Setup of a Custom Skill for Laboratory Instrument Interaction

An on-demand computing service ²⁰ (Amazon Lambda, Amazon Web Services) was utilized to host a custom skill that interacts with the laboratory device shadows and reacts to processed speech command inquiries. Node.js 6.10 was used as a runtime environment and custom intents were implemented to realize specific device interactions. The Alexa Skills Kit (Amazon Web Services), which comprises the so-called “utterances”—custom phrases to invoke a specific device action, was enabled as a trigger for the hosted skill. An audio response model was implemented to give feedback to specific phrases.

Creation of a Voice Interaction Interface

The VUI was designed using the Alexa Skills Kit. The invocation names for the specific skills were defined as “photometer” and “balance,” respectively. The corresponding endpoints were set to the specific Lambda application resource. The interaction model was designed redundantly to have a selection of different phrases triggering a specific intent and resulting in an instrument action. The underlying speech recognition algorithms are part of Amazon’s Alexa Voice Service ²¹ (AVS, Amazon Inc., Seattle, WA). An Amazon Echo first-generation device was used as a VA-enabled device. The primary language of the system was set to English.

Virtual Assistant Ecosystem

The voice model holds information about the skill’s invocation name, for example, “photometer,” which needs to be said to call a skill.

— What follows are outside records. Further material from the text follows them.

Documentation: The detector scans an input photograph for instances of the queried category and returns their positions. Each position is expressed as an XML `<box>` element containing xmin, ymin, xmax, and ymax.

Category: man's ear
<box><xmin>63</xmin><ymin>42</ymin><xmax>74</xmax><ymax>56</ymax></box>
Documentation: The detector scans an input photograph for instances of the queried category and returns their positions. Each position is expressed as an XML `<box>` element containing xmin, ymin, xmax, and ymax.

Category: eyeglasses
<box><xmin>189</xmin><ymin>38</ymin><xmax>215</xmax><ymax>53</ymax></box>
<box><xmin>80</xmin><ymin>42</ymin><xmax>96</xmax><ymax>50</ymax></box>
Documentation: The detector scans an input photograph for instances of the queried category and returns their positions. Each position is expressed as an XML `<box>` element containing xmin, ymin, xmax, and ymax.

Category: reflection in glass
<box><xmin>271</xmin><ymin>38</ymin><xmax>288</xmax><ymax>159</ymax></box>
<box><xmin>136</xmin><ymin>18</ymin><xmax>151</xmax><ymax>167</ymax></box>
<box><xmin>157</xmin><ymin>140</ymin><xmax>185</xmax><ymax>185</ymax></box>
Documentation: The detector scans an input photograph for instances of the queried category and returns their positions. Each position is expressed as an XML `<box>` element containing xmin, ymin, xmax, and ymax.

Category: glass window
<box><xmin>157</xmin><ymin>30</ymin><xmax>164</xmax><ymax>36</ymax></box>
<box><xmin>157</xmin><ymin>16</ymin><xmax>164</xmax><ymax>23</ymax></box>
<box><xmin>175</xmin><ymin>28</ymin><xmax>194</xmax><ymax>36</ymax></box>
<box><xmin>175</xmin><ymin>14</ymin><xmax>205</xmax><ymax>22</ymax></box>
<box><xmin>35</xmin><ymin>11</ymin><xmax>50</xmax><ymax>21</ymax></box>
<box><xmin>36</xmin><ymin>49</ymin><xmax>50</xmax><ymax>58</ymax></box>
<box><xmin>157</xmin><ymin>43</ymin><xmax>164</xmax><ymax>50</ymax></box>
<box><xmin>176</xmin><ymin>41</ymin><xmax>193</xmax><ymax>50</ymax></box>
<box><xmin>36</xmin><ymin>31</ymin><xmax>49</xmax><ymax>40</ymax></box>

The model also contains a defined phrase, for example, “to measure current value” or “to set wavelength to XXX nanometers.” Specific phrases invoke an intent, which, regarding the abovementioned examples, causes a photometric measurement or sets the spectrophotometer to a desired wavelength (see Fig. 1 for a dataflow scheme). This so-called interaction model uses an Internet-accessible skill hosting service as an endpoint and uses commercial NLP algorithms (Amazon) to process speech inquiries and generate speech output. The skill accepts requests based on the interaction model and performs actions upon these, for example, providing an audio feedback and/or interacting with the device shadow that is a digital representation of the current device state. The device shadow basically acts as an MQTT broker that holds a predefined key–value JSON of the device’s conditions and states (see Fig. 2 for the JSON layout of the used device shadows).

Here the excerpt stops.